Add an Aspect to a Java Application
You can use AOP to define a crosscutting behavior and solve the problem of poor logging design. You can add to the application the new behavior: logging information about Exceptions. The logging statements in the aspect use the Jakarta Common logging interface:

  1. Define an exception handler pointcut.
    You can define either named or anonymous pointcuts. The previous section's LogPoints aspect used anonymous pointcuts. This example uses a named pointcut:

        pointcut exceptionHandler(Exception e): 
           handler(Exception+) && args(e);

    The pointcut's name follows the pointcut keyword. The pointcut identifier is the handler(Exception+) part of the declaration. This pointcut specifies a joinpoint of the invocation of any exception handler for Exception or any of its subclasses. This definition specifies a named joinpoint in the program that can be referenced by an advice.
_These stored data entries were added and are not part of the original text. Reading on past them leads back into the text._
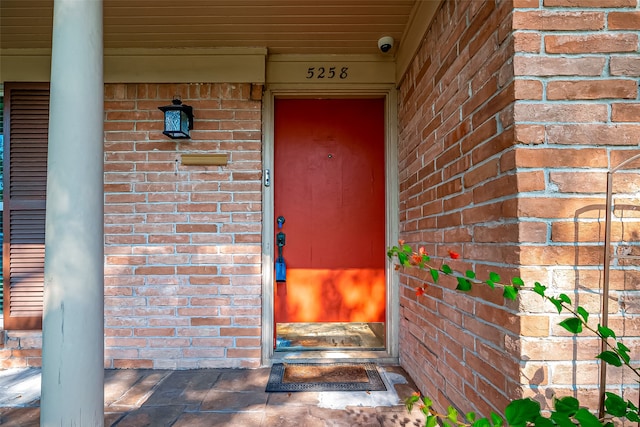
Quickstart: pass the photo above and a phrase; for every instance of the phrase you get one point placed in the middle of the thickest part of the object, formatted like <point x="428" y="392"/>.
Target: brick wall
<point x="182" y="243"/>
<point x="458" y="193"/>
<point x="577" y="115"/>
<point x="510" y="115"/>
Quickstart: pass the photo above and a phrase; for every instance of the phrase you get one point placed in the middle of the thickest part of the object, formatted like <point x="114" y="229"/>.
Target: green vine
<point x="566" y="411"/>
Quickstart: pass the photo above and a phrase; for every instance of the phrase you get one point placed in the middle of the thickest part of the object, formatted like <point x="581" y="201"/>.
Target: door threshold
<point x="334" y="356"/>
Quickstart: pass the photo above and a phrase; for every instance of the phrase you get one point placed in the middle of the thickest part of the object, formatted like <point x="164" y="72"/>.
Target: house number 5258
<point x="327" y="72"/>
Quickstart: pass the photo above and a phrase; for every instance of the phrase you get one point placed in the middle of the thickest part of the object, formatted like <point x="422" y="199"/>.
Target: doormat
<point x="291" y="377"/>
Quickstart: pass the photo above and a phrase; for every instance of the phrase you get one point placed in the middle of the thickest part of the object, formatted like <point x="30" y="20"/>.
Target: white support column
<point x="73" y="325"/>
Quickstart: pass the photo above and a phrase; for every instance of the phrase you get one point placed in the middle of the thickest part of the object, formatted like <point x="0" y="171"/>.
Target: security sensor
<point x="385" y="44"/>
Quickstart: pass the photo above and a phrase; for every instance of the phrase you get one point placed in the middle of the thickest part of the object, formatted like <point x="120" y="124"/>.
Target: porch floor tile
<point x="217" y="397"/>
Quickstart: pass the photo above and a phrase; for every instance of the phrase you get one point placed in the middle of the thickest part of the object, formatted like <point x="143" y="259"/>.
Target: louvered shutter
<point x="25" y="177"/>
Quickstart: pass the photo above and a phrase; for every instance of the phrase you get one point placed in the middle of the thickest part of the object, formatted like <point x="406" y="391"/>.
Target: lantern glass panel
<point x="184" y="123"/>
<point x="172" y="120"/>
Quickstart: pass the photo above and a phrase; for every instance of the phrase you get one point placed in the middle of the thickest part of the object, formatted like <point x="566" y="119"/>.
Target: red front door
<point x="329" y="185"/>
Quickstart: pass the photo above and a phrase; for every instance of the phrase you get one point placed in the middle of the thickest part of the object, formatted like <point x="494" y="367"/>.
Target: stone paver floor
<point x="217" y="397"/>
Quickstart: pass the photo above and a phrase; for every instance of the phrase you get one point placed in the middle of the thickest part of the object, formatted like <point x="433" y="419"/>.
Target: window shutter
<point x="25" y="175"/>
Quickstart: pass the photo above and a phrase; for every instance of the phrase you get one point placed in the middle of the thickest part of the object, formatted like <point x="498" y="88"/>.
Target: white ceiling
<point x="282" y="26"/>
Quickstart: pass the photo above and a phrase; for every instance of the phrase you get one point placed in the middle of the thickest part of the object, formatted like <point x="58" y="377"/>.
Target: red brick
<point x="579" y="182"/>
<point x="560" y="113"/>
<point x="625" y="66"/>
<point x="625" y="112"/>
<point x="590" y="3"/>
<point x="561" y="158"/>
<point x="624" y="20"/>
<point x="592" y="43"/>
<point x="592" y="89"/>
<point x="558" y="66"/>
<point x="594" y="134"/>
<point x="550" y="20"/>
<point x="132" y="364"/>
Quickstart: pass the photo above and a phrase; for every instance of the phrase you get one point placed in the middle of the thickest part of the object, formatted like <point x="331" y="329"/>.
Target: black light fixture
<point x="178" y="119"/>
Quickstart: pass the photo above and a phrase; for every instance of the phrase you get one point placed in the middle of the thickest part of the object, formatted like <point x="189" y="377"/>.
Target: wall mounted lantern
<point x="178" y="119"/>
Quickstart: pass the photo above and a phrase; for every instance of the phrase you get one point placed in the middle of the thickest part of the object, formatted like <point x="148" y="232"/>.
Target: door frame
<point x="387" y="91"/>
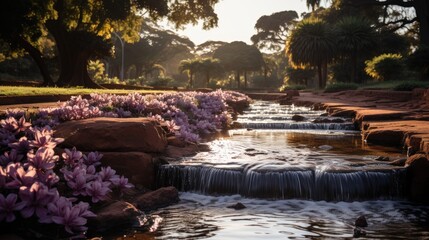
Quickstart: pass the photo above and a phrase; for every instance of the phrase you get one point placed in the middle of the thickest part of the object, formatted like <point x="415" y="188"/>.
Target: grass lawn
<point x="34" y="91"/>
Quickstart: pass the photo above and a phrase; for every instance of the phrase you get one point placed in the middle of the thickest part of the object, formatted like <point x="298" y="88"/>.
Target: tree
<point x="191" y="67"/>
<point x="312" y="43"/>
<point x="354" y="35"/>
<point x="209" y="67"/>
<point x="82" y="29"/>
<point x="239" y="57"/>
<point x="21" y="24"/>
<point x="421" y="8"/>
<point x="272" y="30"/>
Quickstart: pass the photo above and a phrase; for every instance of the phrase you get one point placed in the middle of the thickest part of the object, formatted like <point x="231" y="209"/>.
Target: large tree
<point x="353" y="36"/>
<point x="273" y="30"/>
<point x="312" y="42"/>
<point x="421" y="8"/>
<point x="241" y="58"/>
<point x="82" y="29"/>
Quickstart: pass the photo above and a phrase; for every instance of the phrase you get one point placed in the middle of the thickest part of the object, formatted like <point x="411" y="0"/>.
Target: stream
<point x="297" y="180"/>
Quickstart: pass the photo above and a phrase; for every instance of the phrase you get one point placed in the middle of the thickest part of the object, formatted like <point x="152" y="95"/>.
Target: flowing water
<point x="298" y="180"/>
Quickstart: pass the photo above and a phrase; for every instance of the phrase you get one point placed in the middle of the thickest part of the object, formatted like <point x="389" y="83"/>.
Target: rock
<point x="298" y="118"/>
<point x="361" y="222"/>
<point x="385" y="137"/>
<point x="328" y="120"/>
<point x="179" y="152"/>
<point x="138" y="167"/>
<point x="418" y="177"/>
<point x="161" y="197"/>
<point x="174" y="141"/>
<point x="291" y="92"/>
<point x="382" y="158"/>
<point x="357" y="233"/>
<point x="399" y="162"/>
<point x="237" y="206"/>
<point x="325" y="147"/>
<point x="115" y="215"/>
<point x="113" y="135"/>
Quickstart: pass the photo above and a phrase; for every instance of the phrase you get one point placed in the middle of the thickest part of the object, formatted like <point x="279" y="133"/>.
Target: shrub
<point x="337" y="87"/>
<point x="385" y="67"/>
<point x="160" y="81"/>
<point x="409" y="86"/>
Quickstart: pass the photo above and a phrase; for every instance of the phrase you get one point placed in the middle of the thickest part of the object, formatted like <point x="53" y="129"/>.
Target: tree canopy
<point x="82" y="29"/>
<point x="272" y="30"/>
<point x="239" y="57"/>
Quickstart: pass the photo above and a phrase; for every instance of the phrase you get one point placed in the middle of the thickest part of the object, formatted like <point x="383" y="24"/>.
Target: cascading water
<point x="266" y="162"/>
<point x="269" y="159"/>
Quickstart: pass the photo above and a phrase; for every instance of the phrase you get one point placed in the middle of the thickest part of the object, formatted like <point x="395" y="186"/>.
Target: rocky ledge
<point x="387" y="118"/>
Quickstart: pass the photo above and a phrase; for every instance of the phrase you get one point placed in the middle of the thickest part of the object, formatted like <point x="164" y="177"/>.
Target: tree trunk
<point x="320" y="75"/>
<point x="237" y="79"/>
<point x="37" y="57"/>
<point x="73" y="58"/>
<point x="191" y="81"/>
<point x="325" y="74"/>
<point x="422" y="12"/>
<point x="245" y="79"/>
<point x="207" y="78"/>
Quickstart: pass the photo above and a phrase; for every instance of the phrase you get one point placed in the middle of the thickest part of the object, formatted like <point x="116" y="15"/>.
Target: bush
<point x="337" y="87"/>
<point x="409" y="86"/>
<point x="385" y="67"/>
<point x="160" y="82"/>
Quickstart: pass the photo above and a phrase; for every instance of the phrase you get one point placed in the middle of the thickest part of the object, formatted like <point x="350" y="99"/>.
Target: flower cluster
<point x="189" y="114"/>
<point x="30" y="173"/>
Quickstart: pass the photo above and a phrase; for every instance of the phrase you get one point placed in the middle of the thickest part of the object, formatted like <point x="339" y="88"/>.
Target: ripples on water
<point x="336" y="156"/>
<point x="207" y="217"/>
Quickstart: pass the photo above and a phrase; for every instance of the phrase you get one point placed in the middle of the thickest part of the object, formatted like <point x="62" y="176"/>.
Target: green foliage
<point x="419" y="61"/>
<point x="160" y="82"/>
<point x="385" y="67"/>
<point x="337" y="87"/>
<point x="272" y="30"/>
<point x="409" y="86"/>
<point x="298" y="76"/>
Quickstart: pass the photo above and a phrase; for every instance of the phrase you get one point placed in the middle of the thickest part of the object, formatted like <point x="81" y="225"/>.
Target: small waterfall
<point x="265" y="115"/>
<point x="299" y="125"/>
<point x="306" y="184"/>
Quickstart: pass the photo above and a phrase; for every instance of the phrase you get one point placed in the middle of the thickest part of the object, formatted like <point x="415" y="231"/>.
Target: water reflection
<point x="207" y="217"/>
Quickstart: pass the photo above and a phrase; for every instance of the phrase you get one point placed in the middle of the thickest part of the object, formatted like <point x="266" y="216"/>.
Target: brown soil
<point x="388" y="118"/>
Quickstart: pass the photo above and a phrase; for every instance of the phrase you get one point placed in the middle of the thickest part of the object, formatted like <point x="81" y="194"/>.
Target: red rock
<point x="418" y="177"/>
<point x="159" y="198"/>
<point x="138" y="167"/>
<point x="115" y="215"/>
<point x="113" y="135"/>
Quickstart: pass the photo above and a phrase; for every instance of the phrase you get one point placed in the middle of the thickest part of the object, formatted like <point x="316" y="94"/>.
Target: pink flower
<point x="72" y="157"/>
<point x="98" y="190"/>
<point x="11" y="156"/>
<point x="8" y="205"/>
<point x="43" y="138"/>
<point x="36" y="199"/>
<point x="20" y="177"/>
<point x="107" y="174"/>
<point x="10" y="124"/>
<point x="22" y="146"/>
<point x="43" y="160"/>
<point x="122" y="183"/>
<point x="93" y="158"/>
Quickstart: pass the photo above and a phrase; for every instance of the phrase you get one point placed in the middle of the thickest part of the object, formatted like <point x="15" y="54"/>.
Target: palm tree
<point x="354" y="35"/>
<point x="209" y="66"/>
<point x="191" y="66"/>
<point x="312" y="43"/>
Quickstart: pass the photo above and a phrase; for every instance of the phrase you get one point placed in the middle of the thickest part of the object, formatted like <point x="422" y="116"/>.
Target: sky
<point x="237" y="19"/>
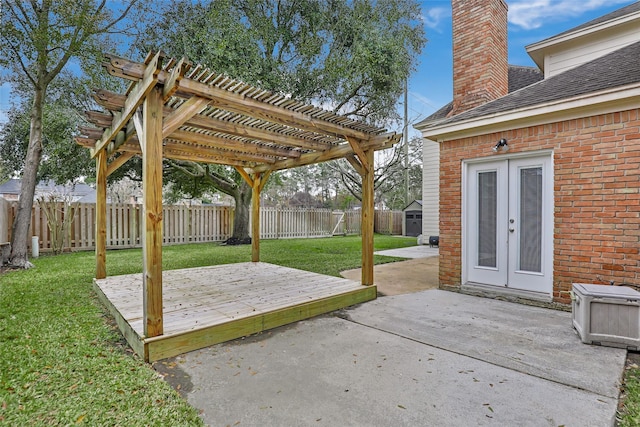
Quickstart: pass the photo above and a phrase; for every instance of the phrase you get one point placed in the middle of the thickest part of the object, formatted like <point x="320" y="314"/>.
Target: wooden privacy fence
<point x="190" y="224"/>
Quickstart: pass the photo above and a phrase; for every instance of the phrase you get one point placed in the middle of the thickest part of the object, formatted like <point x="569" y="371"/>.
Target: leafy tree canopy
<point x="350" y="56"/>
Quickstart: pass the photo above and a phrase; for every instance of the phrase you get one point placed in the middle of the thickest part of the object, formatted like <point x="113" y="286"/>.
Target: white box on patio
<point x="607" y="315"/>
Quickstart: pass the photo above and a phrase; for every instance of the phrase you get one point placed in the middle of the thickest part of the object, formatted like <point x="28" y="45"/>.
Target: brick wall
<point x="480" y="68"/>
<point x="596" y="197"/>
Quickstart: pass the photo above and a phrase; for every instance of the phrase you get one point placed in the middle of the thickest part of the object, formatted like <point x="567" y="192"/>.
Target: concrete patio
<point x="425" y="358"/>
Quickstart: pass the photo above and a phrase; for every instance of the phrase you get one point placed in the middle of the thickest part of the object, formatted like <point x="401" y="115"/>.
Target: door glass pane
<point x="487" y="220"/>
<point x="531" y="219"/>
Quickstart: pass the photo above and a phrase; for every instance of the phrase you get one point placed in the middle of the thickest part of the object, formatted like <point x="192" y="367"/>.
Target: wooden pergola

  2. Define the advice for the exception handler pointcut.
    The advice references the name of the exceptionHandler pointcut. It contains a block of code that writes a log message for the exception:

        after(Exception e): exceptionHandler(e) {
           log.error("Exception: " + e.toString());
        }
  3. Create an aspect that puts together the advice and the pointcut.
    If you add the pointcut and advice to the LogPoints aspect, you have a logging interface that creates log entries for before and after the execution of init() and doGet() methods, and whenever an exception handler for Exception or any one of its subclasses is invoked (see the resulting aspect in Listing 2).
  4. Compile and run HelloWorldServlet (see Listing 1) and the LogPoints aspect.
    The external interface to the ajc compiler is the same as the javac compiler. You can execute it at a command line or within an Ant script. The AspectJ distribution includes examples and Ant scripts. You also can compile it with the AspectJ Browser. The HelloWorldServlet gets a "count" request parameter and converts it into an integer. Entering any non-numeric character will cause a NumberFormatException, and the exception handler will be invoked. If it runs and generates the exception, these log entries are written:

    2004-02-28 15:21:56,527 INFO  HelloWorldServlet : 
       Exit: call(void HelloWorldServlet.
          init(ServletConfig))
    2004-02-28 15:21:56,543 INFO  HelloWorldServlet : 
       Enter: call(void HelloWorldServlet.
          doGet(HttpServletRequest, HttpServletResponse))
    2004-02-28 15:21:56,543 ERROR HelloWorldServlet : 
       Exception: java.lang.NumberFormatException: 
          For input string: " 4"
    2004-02-28 15:21:56,574 INFO  HelloWorldServlet : 
       Exit: call(void HelloWorldServlet.
          doGet(HttpServletRequest, 
             HttpServletResponse))

    The log entries show that a NumberFormatException was thrown within the HelloWorldServlet class's doGet() method.

You can use AOP to improve the manageability of your existing applications. It allows you to add crosscutting behaviors to existing applications, making it well-suited to implementing operational concerns such as logging, security, authentication, and performance monitoring that cut across a system. These types of concerns are often overlooked during development because they are separate from an application's core concern. Using AOP, you can add these crosscutting concerns in separate modules so they aren't tangled and scattered throughout an application. With multiple production-quality, open-source implementations to choose from, AOP is worth considering as part of an application upgrade.